Modeling alignment cost in mixed-membership unsupervised genetic clustering


Authors:
Xiran Liu 1; Naama Kopelman 2; Noah Rosenberg 1

Affiliations:
1) Stanford University, Stanford, CA; 2) Holon Institute of Technology, Holon, Israel

Keywords:
Theory & Method Development

Mixed-membership unsupervised clustering is widely used to extract informative patterns from data in many application areas. In population genetics, unsupervised clustering methods such as ADMIXTURE and STRUCTURE have been widely used to infer population structure and ancestry proportions from genetic data. For a shared data set, clustering results produced by different algorithms, or even multiple runs of the same algorithm, can be difficult to compute, as outcomes can differ owing to permutation of the cluster labels, meaningful differences in clustering results, or both. Here, we study the cost of misalignment of mixed-membership unsupervised clustering replicates under a theoretical model of cluster memberships. Using Dirichlet distributions to model membership coefficient vectors, we provide theoretical results quantifying the alignment cost as a function of the Dirichlet parameters and the Hamming permutation difference between replicates. For fixed Dirichlet parameters, the alignment cost is seen to increase with the Hamming distance between permutations.
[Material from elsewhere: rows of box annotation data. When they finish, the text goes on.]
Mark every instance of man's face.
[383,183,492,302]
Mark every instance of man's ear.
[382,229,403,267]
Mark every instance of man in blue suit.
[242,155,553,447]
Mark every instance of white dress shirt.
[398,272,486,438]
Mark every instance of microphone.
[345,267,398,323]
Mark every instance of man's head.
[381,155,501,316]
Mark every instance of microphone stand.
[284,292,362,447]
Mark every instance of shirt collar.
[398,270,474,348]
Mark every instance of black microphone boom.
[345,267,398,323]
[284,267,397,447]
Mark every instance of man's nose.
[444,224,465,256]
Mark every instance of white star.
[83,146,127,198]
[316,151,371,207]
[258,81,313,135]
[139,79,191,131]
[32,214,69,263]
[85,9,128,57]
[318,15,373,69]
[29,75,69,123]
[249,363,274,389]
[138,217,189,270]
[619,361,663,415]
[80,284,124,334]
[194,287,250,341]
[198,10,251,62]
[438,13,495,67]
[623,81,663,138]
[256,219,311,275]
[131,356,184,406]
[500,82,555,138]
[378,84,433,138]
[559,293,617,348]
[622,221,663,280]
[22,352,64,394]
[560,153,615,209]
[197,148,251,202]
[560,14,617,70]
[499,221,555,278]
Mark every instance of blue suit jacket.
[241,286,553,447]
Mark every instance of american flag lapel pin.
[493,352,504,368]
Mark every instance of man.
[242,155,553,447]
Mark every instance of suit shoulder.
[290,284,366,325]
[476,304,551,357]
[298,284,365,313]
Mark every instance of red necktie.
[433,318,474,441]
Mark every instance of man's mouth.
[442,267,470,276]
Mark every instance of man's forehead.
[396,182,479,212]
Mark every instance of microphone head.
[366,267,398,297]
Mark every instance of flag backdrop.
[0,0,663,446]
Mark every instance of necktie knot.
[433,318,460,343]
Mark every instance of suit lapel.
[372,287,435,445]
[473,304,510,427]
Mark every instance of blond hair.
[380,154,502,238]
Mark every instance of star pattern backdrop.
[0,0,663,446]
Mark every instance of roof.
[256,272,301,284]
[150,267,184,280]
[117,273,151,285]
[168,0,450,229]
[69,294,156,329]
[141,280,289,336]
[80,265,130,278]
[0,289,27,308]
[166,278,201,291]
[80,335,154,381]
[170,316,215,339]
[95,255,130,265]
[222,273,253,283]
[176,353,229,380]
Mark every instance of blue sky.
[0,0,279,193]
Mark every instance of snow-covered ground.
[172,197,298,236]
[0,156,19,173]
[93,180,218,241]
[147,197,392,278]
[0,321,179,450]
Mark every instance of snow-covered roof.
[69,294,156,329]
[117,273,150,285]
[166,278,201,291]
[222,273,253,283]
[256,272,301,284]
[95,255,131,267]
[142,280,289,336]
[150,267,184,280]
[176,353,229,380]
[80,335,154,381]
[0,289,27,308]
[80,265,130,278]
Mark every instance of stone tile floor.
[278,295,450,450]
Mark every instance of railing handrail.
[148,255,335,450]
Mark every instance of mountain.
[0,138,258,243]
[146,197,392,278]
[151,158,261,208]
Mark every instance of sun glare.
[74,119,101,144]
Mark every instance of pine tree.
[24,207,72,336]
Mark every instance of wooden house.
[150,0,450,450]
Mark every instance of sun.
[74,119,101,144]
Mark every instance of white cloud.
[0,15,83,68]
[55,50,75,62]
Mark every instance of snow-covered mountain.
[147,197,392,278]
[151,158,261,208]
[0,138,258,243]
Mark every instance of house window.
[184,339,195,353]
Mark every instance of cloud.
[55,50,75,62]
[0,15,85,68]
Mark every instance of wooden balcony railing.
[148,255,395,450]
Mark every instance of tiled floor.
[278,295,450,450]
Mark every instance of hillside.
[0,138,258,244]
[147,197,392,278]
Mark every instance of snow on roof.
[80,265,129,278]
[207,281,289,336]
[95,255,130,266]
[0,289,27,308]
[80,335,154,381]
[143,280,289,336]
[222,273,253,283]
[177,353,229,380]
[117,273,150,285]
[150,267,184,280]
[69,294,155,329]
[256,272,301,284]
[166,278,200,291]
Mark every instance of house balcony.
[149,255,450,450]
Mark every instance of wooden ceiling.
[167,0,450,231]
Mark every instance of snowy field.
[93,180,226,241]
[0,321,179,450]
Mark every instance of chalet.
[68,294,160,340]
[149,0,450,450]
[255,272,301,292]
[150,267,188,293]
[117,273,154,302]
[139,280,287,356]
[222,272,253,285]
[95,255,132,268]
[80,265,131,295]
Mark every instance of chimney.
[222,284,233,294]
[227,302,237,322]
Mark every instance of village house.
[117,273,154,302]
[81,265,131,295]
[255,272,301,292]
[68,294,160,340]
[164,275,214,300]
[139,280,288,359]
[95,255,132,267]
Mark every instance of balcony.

Data sets with low variance across individuals of membership coefficients for specific clusters generally produce high misalignment costs---so that a single optimal permutation has far lower cost than suboptimal permutations. Higher variability in data, as represented by greater variance of membership coefficients, generally results in alignment costs that are similar between the optimal permutation and suboptimal permutations. We demonstrate the application of the theoretical results to data simulated under the Dirichlet model, as well as to membership estimates from inference of human-genetic ancestry. The results can contribute to improving cluster alignment algorithms that seek to find optimal permutations of replicates.